Ses travaux révolutionnent le diagnostic et le suivi des pathologies ophtalmologiques et neurodégénératives. Elle introduit l’ophtalmoscopie à optique adaptative (AOO) à l’Hôpital National d’Ophtalmologie des Quinze-Vingts, permettant de détecter pour la première fois des cellules inflammatoires chez des patients atteints de sclérose en plaques. Son équipe développe des outils non invasifs, comme la tomographie par cohérence optique en plein champ (FFOCT), offrant des images cellulaires rétiniennes détaillées et des diagnostics à coût réduit.

En 2021, elle devient directrice de recherche INSERM et dirige l’équipe « Imagerie en direct chez les patients et les cellules » à l’Institut de la Vision, où elle développe des technologies de pointe pour étudier la rétine à l’échelle microscopique.

Elle fonde SharpEye en 2020, sa première startup, suivie de Lutèce Dynamics en 2024, visant à commercialiser des innovations d’imagerie rétinienne. Elle est rédactrice associée de Biomedical Optics Express et Investigative Ophthalmology and Vision Science, et préside la conférence annuelle « i2eye ».

Ses contributions lui ont valu des distinctions telles que le prix Jean Jerphagnon et le Prix des Innovateurs de la région Île-de-France. SharpEye reçoit le prix de l'innovation français i-Lab en 2022 et la bourse Innovations en Imagerie de BPI France en 2024.

Kate Grieve milite pour la visibilité des femmes scientifiques, encourage les candidatures féminines aux prix et veille à la parité dans l’organisation des conférences scientifiques.

Interview

Quel conseil donneriez-vous aux petites filles qui n'osent pas se lancer dans des carrières scientifiques ?

De ne pas hésiter, c’est un métier passionnant où on touche à plein de sujets variés et on travaille en équipe, tous motivés pour faire avancer les connaissances.

Comment sensibiliser dès le plus jeune âge aux sciences ?

Il est important d’avoir l’opportunité de faire de la science, pas seulement de la lire à l’école.

Kate Grieve

Ainsi, les visites de musées, les randonnées dans la nature, suivre une recette en cuisine… On peut accéder assez facilement aux questionnements scientifiques à partir de notre quotidien.

Quelle est l'importance d'avoir des rôles modèles selon vous ?

Si l'on peut s'identifier à des personnes qui nous ressemblent, on peut plus facilement s'imaginer dans ce rôle.  Je pense qu’une équipe avec un équilibre entre femmes et hommes crée une ambiance où chacun se sent à l’aise pour s’exprimer.

Comment décririez-vous votre carrière scientifique ?

Je suis reconnaissante des opportunités que j’ai eues de découvrir diverses cultures, dans différents pays mais aussi dans des environnements académiques et industriels.

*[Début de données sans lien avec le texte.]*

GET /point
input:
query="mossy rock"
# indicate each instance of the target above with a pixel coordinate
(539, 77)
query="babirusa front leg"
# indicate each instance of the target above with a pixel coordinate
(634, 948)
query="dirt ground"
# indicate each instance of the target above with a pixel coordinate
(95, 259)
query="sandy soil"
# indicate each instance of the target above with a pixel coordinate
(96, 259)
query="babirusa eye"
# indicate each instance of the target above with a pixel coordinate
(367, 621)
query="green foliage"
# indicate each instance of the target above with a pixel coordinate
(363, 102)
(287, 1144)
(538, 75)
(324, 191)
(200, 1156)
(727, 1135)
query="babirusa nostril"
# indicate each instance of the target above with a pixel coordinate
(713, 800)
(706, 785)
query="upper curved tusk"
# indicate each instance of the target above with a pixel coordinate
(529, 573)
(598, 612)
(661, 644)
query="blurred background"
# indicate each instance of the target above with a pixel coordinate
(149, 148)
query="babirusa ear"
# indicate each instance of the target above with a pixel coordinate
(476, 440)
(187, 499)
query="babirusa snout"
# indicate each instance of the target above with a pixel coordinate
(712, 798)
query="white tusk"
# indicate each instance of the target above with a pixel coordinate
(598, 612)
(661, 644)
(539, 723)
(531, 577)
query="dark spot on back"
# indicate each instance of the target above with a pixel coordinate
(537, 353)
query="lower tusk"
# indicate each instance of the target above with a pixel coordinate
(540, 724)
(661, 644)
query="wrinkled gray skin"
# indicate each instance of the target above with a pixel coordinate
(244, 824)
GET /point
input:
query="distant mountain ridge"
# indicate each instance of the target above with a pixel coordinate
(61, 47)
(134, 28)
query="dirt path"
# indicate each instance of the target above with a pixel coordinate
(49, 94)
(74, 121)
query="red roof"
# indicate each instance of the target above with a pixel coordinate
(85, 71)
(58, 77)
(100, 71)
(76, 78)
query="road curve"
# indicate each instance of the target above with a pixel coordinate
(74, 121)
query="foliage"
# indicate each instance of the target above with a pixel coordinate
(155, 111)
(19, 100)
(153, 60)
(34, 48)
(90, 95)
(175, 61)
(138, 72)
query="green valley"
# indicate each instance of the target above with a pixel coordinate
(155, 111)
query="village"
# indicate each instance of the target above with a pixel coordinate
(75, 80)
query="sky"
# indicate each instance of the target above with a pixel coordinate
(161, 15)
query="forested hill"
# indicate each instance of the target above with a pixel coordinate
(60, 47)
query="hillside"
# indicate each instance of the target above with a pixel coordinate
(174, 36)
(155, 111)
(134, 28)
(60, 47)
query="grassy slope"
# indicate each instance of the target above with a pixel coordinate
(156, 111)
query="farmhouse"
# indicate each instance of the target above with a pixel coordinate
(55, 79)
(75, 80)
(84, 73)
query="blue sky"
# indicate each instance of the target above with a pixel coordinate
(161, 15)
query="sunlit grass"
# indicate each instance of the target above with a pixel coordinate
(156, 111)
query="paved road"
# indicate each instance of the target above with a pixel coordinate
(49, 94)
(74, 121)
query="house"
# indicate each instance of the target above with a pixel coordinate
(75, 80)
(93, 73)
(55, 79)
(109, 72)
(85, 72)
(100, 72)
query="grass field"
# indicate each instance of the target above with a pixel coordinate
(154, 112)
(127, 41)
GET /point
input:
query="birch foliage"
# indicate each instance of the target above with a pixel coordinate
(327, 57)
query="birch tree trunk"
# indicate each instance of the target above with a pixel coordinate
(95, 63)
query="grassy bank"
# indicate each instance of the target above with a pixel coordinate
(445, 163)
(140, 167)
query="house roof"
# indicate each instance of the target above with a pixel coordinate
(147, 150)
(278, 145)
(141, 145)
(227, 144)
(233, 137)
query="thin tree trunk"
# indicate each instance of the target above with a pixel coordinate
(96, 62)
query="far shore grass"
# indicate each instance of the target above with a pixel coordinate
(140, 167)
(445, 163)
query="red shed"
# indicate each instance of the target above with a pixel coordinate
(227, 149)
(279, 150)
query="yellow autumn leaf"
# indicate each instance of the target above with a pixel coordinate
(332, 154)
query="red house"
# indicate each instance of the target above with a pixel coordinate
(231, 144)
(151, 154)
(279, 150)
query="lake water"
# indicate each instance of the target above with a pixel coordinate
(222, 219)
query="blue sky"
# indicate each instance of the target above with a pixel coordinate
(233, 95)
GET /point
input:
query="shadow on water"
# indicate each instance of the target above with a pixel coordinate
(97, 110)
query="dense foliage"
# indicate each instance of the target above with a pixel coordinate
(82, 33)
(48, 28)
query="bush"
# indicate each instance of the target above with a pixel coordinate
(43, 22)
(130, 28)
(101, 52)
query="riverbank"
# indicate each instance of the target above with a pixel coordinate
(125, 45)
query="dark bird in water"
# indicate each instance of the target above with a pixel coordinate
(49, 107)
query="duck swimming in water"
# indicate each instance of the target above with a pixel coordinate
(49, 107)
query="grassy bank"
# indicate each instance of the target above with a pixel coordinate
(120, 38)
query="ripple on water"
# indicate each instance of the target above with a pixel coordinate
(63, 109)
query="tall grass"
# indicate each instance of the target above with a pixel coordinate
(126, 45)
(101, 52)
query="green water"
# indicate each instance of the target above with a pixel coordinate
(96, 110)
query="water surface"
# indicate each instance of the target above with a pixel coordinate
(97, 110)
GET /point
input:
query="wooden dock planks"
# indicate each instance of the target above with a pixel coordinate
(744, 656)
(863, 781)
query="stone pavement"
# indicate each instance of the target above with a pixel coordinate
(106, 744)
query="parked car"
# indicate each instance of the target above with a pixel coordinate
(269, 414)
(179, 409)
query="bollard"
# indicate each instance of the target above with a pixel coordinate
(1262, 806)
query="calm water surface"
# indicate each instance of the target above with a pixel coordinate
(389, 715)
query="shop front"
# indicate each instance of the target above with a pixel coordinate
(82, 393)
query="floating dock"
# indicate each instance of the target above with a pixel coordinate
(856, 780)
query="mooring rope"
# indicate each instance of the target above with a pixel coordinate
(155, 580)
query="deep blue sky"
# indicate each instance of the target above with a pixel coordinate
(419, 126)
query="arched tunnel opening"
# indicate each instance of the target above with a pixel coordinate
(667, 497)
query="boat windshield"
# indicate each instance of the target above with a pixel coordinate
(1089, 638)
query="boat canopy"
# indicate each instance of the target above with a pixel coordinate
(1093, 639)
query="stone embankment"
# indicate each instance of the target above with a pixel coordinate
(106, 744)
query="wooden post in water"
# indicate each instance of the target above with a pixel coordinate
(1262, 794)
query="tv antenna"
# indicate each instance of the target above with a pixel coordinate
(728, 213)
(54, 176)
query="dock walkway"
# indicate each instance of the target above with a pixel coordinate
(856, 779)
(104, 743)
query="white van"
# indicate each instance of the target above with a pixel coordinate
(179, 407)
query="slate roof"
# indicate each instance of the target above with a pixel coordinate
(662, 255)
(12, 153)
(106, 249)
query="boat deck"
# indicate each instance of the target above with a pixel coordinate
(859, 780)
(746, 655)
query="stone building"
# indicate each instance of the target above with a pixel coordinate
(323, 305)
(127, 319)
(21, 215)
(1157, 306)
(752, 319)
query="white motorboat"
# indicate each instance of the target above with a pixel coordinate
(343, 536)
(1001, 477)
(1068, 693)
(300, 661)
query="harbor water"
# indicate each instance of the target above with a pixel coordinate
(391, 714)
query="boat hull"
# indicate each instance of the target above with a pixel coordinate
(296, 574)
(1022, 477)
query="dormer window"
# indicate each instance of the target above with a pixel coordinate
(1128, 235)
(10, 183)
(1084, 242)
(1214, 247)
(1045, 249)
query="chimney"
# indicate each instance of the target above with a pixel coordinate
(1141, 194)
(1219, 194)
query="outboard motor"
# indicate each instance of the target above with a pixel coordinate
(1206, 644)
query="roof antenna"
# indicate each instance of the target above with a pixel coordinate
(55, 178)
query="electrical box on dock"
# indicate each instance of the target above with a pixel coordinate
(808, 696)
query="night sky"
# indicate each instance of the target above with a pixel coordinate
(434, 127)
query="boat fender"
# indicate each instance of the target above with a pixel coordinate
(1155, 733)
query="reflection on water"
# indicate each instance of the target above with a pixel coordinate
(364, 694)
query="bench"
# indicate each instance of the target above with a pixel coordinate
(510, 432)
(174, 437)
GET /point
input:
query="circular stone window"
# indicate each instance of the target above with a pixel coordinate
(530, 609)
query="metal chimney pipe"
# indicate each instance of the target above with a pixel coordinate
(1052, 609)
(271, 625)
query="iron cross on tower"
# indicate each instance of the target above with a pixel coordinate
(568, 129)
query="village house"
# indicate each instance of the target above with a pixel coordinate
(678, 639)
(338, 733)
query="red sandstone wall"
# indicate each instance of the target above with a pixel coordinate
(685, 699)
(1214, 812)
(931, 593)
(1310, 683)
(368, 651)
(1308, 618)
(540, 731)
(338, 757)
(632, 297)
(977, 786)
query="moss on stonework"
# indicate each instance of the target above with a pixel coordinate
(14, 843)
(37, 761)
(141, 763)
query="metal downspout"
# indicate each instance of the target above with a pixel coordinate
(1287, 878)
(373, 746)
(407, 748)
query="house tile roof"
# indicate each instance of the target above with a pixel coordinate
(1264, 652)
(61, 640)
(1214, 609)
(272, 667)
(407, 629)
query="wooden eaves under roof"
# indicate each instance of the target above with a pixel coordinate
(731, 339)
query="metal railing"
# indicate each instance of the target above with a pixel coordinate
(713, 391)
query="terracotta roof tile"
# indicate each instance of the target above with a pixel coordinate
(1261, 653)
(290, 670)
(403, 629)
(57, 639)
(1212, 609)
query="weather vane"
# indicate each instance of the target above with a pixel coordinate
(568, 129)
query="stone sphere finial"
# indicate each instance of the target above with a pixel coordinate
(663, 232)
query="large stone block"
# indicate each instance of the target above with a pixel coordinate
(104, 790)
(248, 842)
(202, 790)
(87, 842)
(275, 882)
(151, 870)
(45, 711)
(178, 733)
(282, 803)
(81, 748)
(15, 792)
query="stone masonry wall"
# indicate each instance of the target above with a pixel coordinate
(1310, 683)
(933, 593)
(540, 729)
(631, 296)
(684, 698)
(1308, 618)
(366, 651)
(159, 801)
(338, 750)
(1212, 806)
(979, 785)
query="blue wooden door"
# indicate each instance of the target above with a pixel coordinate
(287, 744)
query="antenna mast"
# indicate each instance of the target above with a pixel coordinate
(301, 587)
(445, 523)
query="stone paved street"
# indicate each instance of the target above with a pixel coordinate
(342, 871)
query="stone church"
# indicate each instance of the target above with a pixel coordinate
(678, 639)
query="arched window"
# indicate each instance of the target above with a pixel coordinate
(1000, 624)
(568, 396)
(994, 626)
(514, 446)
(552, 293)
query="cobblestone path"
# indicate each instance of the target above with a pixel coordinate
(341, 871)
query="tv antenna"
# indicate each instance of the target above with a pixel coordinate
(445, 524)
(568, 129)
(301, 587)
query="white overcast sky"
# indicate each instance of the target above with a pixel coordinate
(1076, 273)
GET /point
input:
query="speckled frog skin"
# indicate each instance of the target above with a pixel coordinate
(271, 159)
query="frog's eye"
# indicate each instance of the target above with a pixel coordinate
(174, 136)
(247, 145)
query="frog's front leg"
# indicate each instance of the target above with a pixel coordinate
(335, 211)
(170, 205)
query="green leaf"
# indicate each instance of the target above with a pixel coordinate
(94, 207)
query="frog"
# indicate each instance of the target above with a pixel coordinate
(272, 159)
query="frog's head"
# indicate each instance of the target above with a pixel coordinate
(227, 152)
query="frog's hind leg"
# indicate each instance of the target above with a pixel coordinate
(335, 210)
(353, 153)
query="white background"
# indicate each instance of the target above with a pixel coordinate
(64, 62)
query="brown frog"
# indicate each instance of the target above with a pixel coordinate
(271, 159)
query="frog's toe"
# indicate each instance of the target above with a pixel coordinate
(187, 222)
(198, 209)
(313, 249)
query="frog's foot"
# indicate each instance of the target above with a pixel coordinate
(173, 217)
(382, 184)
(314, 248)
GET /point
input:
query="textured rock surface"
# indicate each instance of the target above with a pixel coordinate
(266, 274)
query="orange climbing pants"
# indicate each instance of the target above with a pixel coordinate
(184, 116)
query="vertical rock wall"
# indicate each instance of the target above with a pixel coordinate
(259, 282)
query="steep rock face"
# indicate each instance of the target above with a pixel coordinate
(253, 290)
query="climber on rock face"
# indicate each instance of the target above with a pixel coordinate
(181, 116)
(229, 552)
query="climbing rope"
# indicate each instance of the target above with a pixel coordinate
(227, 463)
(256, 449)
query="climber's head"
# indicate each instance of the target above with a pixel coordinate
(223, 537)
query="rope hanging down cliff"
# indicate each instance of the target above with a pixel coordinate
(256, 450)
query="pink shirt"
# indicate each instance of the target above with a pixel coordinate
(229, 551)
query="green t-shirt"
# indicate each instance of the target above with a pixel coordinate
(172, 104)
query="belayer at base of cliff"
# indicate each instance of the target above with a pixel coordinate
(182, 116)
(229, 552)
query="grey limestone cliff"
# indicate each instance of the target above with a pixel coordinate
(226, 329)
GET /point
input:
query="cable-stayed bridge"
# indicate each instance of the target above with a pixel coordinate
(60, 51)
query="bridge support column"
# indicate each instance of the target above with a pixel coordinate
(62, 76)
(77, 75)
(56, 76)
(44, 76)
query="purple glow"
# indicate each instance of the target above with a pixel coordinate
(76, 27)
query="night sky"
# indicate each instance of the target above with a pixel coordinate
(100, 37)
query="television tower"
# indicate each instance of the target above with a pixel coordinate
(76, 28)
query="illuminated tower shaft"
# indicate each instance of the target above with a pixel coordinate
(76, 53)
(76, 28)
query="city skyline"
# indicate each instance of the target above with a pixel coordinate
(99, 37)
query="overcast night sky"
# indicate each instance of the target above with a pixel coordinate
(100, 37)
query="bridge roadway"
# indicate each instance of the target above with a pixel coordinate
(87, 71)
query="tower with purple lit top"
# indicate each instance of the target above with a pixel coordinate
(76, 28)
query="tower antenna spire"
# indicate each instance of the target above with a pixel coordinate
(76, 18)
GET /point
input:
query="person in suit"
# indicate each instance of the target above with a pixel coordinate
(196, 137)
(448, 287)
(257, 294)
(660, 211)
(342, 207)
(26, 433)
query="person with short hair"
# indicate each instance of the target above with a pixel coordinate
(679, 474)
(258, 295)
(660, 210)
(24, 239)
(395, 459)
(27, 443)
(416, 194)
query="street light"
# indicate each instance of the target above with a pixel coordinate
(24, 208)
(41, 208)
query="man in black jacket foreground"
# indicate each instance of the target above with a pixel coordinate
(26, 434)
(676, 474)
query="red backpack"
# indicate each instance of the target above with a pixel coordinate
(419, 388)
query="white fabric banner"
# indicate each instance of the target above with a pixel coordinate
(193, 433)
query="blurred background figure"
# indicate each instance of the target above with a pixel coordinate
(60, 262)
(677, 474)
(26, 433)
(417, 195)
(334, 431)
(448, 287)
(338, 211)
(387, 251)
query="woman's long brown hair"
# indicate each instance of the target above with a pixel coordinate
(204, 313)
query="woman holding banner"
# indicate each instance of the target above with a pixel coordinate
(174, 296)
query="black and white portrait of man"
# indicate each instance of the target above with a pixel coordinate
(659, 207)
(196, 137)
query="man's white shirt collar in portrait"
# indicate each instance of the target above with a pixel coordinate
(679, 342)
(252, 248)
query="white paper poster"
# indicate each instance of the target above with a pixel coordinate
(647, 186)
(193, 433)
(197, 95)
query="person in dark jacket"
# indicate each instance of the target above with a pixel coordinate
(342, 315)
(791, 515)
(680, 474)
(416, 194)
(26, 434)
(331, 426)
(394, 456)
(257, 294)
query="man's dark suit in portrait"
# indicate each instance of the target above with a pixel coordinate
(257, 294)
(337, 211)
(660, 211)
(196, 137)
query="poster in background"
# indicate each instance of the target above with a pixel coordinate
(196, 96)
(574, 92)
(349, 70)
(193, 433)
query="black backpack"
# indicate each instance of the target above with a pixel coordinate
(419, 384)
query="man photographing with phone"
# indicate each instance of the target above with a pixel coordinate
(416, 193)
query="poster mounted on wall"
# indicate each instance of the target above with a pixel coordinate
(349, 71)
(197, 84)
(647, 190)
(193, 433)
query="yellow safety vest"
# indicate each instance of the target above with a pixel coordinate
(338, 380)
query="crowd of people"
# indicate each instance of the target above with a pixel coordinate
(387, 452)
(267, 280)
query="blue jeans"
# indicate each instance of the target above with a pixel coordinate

La combinaison de toutes ces expériences est très riche.

En tant que lauréate, que représente ce prix pour vous ?

Je suis très honorée de recevoir ce prix. Il représente une reconnaissance du travail de toute mon équipe dont je suis fière. Nous innovons pour apporter les bénéfices de nouvelles technologies aux cliniciens et aux patients.